GloVe learns embeddings from global co-occurrence counts. Its objective encourages word-vector dot products to match transformed co-occurrence statistics.

Subword embeddings represent words through smaller units, improving coverage for rare and morphologically related words.

Sentiment analysis predicts polarity or rating from text. Natural language inference predicts whether a hypothesis is entailed by, contradicted by, or neutral with respect to a premise.

Fine-tuning adapts a pretrained representation model to a labeled task, often by adding a classification head and training with cross-entropy.

Key results

Word embeddings work because distributional patterns carry meaning: words appearing in similar contexts often have related meanings. Skip-gram and GloVe optimize different objectives, but both place words in vector spaces where dot products or cosine similarity reflect contextual association.

Negative sampling avoids a full softmax over the entire vocabulary for every center-context pair. Instead of normalizing over all words, it trains a binary classifier over observed and sampled pairs. This makes word2vec scalable to large corpora.

Static embeddings have a limitation: one vector must represent every sense of a word. The word "bank" has different meanings in financial and river contexts, but a static embedding averages across uses. Contextual encoders address this by producing token representations conditioned on the sentence.

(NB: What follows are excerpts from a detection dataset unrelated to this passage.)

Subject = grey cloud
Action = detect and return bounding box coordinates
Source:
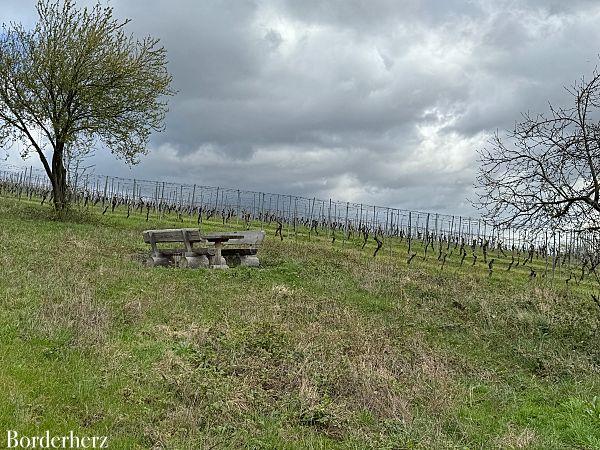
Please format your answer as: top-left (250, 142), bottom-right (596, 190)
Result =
top-left (3, 0), bottom-right (600, 214)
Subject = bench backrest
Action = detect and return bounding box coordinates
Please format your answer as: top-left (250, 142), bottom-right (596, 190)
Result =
top-left (143, 228), bottom-right (205, 244)
top-left (224, 231), bottom-right (265, 248)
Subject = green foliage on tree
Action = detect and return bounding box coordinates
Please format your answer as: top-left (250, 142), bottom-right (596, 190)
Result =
top-left (0, 0), bottom-right (174, 210)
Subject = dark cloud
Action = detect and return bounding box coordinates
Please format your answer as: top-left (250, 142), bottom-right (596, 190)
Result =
top-left (2, 0), bottom-right (600, 214)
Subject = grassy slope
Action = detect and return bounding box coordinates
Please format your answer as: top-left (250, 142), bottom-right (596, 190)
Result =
top-left (0, 199), bottom-right (600, 449)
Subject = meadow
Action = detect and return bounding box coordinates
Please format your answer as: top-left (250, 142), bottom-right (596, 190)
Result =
top-left (0, 198), bottom-right (600, 449)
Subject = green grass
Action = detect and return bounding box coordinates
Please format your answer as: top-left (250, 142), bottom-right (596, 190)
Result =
top-left (0, 198), bottom-right (600, 449)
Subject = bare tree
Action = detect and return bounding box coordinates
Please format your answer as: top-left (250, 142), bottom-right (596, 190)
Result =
top-left (476, 71), bottom-right (600, 234)
top-left (0, 0), bottom-right (173, 210)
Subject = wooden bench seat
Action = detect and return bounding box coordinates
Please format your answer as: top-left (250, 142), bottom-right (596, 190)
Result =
top-left (143, 228), bottom-right (265, 268)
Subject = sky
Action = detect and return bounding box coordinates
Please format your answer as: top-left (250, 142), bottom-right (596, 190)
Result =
top-left (0, 0), bottom-right (600, 215)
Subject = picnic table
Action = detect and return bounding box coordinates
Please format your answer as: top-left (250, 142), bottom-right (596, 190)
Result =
top-left (143, 228), bottom-right (265, 269)
top-left (203, 233), bottom-right (240, 269)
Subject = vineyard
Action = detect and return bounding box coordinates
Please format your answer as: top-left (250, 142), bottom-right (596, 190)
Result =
top-left (0, 163), bottom-right (600, 449)
top-left (0, 166), bottom-right (600, 294)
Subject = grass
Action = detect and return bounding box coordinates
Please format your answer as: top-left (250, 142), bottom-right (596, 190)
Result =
top-left (0, 198), bottom-right (600, 449)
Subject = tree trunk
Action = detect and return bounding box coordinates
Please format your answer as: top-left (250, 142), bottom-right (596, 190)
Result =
top-left (51, 142), bottom-right (69, 211)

For sentiment classification, sequence encoders can use pooling, recurrent final states, convolutional features, or a special classification token. The classifier head maps a document representation to logits. Cross-entropy remains the standard loss when labels are categorical.

Natural language inference requires modeling a pair of sequences and their interaction. Simple concatenation can work as a baseline, but attention or transformer encoders give the model direct comparison paths between premise and hypothesis tokens.

Data preprocessing is unusually important in NLP. Tokenization choices change sequence lengths, vocabulary size, unknown-token rate, and evaluation comparability. Padding masks must be correct so models do not learn from artificial padding.

Subsampling frequent words is another word2vec idea. Very common tokens such as articles and punctuation appear in many contexts but carry limited semantic specificity. Downsampling them reduces training cost and lets informative context pairs have more influence. Negative samples are often drawn from a smoothed unigram distribution so common words appear often enough to be useful but not so often that they dominate.

For downstream tasks, batching text requires careful length handling. Sorting or bucketing by length can reduce padding waste. Masks should travel with the batch so encoders, attention layers, and loss functions know which positions are real. This is especially important for NLI and sentence-pair tasks where two sequences may be concatenated with separator tokens and segment ids.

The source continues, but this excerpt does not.